I'm sorry about my english and lack of evidence, but i'm pretty sure that someone has researched finnish healthcare if anyone is interested.

 
At 7/27/2009 2:45 PM, Blogger juandos said...

Well Paavo your English is much better than my non-existant Finish and I had NO problem understanding your comment....

Well said sir!

 
At 7/31/2009 11:05 AM, Blogger Katie said...

I think the point Krugman was making--correct me if I'm wrong--is NOT that there are not individual instances within broader national health care system of certain kinds of care and treatments that have been successful in the free market, but rather that an entire national health care system has not been able to provide quality health care at a low cost to ALL of its people if it relies solely on the free market. And on this point, Krugman is obviously very right. Not only is economic inequality and a certain degree of poverty a given in the free market system, access to expensive "luxuries" is also highly limited within a free market system. The poor are excluded, and if you count them in your estimation of the true quality of a national health care system, obviously you are going to argue that the free market does not work. At least, not for everyone.

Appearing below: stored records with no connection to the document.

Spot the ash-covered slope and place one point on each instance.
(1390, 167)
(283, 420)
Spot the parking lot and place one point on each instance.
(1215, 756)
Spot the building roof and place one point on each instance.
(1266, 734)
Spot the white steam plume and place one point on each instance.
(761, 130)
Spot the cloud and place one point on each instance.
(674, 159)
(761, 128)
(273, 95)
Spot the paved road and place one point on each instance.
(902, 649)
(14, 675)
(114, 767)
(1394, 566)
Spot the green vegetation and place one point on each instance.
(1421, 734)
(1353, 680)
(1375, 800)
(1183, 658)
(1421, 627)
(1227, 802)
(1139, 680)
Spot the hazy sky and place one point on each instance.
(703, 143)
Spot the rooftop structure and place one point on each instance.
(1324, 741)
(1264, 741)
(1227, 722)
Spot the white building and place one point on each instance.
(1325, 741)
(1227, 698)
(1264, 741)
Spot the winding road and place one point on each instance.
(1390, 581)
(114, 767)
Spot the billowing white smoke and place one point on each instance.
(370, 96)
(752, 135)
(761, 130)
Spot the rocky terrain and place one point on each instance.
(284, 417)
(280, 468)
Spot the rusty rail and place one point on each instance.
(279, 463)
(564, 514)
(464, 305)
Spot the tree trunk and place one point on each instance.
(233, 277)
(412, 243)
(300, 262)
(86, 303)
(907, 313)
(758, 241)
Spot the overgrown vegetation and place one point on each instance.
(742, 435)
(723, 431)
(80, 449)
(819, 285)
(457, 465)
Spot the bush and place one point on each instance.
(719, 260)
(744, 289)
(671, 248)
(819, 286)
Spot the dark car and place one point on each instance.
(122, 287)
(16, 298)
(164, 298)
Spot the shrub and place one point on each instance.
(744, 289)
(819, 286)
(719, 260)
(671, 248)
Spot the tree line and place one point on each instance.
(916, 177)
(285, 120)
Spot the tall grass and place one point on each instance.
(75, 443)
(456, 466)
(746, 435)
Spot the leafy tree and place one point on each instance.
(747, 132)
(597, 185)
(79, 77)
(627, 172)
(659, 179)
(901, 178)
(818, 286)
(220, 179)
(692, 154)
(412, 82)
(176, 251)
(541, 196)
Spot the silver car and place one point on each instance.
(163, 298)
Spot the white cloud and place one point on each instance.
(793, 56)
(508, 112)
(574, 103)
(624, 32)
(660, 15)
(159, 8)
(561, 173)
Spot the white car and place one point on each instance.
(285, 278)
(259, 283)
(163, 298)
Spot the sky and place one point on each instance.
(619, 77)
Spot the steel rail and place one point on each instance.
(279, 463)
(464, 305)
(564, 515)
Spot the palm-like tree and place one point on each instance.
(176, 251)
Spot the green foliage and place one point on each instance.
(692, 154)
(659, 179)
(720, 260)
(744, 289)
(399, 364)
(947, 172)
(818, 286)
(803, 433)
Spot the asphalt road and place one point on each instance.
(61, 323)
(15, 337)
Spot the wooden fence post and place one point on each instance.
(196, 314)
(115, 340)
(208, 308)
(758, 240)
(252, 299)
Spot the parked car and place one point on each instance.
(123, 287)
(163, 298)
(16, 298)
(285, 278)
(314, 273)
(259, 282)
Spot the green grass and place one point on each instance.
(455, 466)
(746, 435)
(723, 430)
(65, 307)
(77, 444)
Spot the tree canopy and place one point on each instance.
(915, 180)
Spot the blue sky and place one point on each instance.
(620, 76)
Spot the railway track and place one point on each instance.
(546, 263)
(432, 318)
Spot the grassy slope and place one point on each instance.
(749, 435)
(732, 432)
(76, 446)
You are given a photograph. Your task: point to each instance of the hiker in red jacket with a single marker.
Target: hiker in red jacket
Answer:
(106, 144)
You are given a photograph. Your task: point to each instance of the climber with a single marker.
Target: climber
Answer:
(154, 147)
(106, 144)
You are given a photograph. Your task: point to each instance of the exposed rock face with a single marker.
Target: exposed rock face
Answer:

It does not make sense, even for those who advocate for free market solutions to health care, to argue that the free market can provide the most successful forms of health care, unless you ignore the not unsubstantial portions of the population who are excluded from health care in the free market. Support of the free market to an extent means you necessarily support economic and wage inequality and are willing to put up with the extreme stratification in quality of care (and quality of life in general) depending upon wealth of individuals in society--those at the top obviously can get the best, those at the bottom often get nothing. Arguing that plastic surgery and lasik and other non-necessary, non-life saving, and almost always completely OPTIONAL services have managed to stay inexpensive is sort of beyond the point, as is pointing out a handful of instances where you can get SOME less expensive drugs or care. On the whole, unless you completely ignore the poor and working class, free market health care does not work in America. And, in fact, it hasn't worked anywhere, which is why the countries with the highest quality of care are all NOT using free market solutions to provide the bulk of the care in their country. (And that includes Finland, Paavo.)

 
At 8/25/2009 9:44 AM, Blogger Unknown said...

Government interventions produce unemployment by restricting entry through licensing requirements, support for Unions, and minimum wage laws to mention a few.

Jeff Tucker commented earlier this year, when you "take a market and beat it, tax it, regulate it, subsidize it, flood it with fake money, punish its performers and reward its losers, hobble its capital sector, strangle consumers, nationalize stuff at will, and erect every possible barrier to trade and cooperation," that can barely even be referred to accurately as a "market" – and it certainly isn’t a "free" one; it is, by definition, severely hampered. 

I think removal would allow each to be employed to the extent of his abilities and inclinations and more money available for charitable institutions to provide for care beyond what earnings allow.